According to an aspect of the present disclosure, there is provided a method of migrating a control logic type from a legacy engineering tool to a modern engineering tool in a Distributed Control System (DCS) controlling devices in an industrial plant. The control logic type of the legacy engineering tool comprises a property list of identifiers of properties of a first type of device present among the controlled devices in the industrial plant, graphics instructions for a graphics window associated with the first type of device and based on at least some of the listed properties, and control logic using the listed properties for controlling the first type of device. The legacy engineering tool is usable for configuring respective instances of the control logic type for the devices of the first type which are controlled by a legacy controller. The modern engineering tool is usable for configuring respective instances of the control logic type for the devices of the first type which are controlled by a modern controller. The method comprises obtaining the control logic type in a legacy format from a library of the legacy engineering tool. The method also comprises reformatting the control logic of the obtained control logic type to a modern format compatible with the modern controller while keeping the identifiers of the properties unchanged. The method also comprises copying the graphics instructions of the obtained control logic type. The method also comprises updating the property list such that the identifiers of the listed properties therein are unchanged but a format of a respective communication address field associated with each listed property is changed from a legacy format to a modern format compatible with the modern controller. The method also comprises associating (or including) the reformatted control logic, the copied graphics instructions and the updated property list with (or in) a migrated control logic type in a library of the modern engineering tool.

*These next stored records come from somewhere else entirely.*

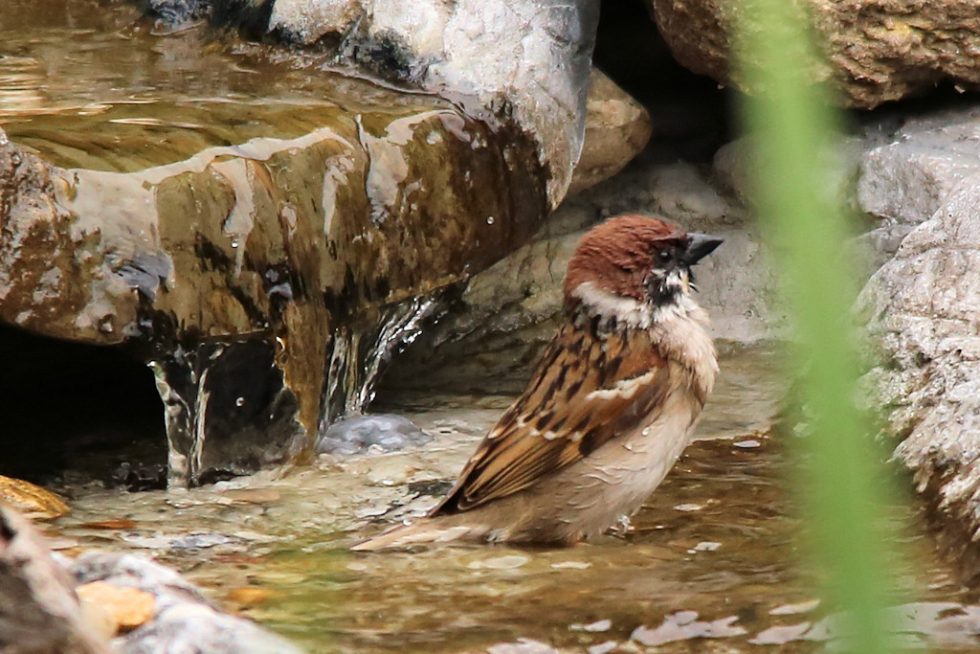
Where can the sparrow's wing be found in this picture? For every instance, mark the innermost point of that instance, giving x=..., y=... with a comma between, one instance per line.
x=586, y=390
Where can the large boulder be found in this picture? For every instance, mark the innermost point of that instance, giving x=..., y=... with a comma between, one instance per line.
x=877, y=50
x=266, y=251
x=923, y=306
x=508, y=312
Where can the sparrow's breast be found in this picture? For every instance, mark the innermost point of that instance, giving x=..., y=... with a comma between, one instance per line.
x=617, y=478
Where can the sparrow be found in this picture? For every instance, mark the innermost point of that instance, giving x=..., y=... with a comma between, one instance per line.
x=609, y=409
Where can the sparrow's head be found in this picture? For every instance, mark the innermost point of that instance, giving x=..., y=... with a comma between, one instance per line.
x=636, y=259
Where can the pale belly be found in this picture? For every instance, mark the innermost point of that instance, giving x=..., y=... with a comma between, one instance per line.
x=586, y=498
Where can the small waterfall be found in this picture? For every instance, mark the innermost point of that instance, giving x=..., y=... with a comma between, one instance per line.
x=360, y=352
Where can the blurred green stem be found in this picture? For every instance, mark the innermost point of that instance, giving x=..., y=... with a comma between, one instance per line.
x=842, y=480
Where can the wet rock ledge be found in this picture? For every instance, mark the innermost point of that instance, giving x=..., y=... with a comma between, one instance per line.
x=265, y=251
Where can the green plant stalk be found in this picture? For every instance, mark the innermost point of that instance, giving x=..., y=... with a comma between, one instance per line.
x=842, y=480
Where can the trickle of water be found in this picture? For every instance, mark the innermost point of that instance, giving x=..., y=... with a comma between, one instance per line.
x=359, y=353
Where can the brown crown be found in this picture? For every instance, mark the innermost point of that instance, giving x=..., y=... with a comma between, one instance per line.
x=618, y=254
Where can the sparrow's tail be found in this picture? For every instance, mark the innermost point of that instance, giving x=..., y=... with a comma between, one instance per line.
x=424, y=531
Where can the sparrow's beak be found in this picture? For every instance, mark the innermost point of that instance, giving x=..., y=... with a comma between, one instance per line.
x=699, y=246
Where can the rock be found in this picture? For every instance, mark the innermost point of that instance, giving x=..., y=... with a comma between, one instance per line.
x=530, y=58
x=267, y=257
x=184, y=620
x=33, y=501
x=178, y=13
x=617, y=128
x=877, y=50
x=387, y=432
x=39, y=612
x=126, y=608
x=923, y=309
x=507, y=313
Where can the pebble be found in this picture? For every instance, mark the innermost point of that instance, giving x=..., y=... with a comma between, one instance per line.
x=31, y=500
x=379, y=433
x=126, y=607
x=509, y=562
x=247, y=596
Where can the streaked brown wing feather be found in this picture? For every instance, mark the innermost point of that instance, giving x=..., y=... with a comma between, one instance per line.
x=555, y=422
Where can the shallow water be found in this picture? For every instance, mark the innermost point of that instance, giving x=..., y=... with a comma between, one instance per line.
x=718, y=539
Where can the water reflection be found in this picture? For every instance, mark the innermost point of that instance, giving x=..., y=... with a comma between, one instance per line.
x=708, y=564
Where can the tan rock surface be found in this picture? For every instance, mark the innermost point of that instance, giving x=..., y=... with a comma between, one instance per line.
x=617, y=128
x=878, y=50
x=31, y=500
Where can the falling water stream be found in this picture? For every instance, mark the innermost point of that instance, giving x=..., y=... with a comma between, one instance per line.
x=708, y=565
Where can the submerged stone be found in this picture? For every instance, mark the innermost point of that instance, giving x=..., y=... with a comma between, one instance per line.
x=389, y=432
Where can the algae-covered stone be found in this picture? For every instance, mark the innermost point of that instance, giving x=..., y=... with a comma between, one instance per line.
x=877, y=50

According to another aspect of the present disclosure, there is provided a migration tool comprising processing circuitry, and storage storing instructions executable by said processing circuitry whereby said migration tool is operative to perform an embodiment of the method for migrating a control logic type, the method being in accordance with the present disclosure.

According to another aspect of the present disclosure, there is provided a computer program product comprising computer-executable components for causing a migration tool to perform an embodiment of the method for migrating a control logic type, the method being in accordance with the present disclosure, when the computer-executable components are run on processing circuitry comprised in the migration tool.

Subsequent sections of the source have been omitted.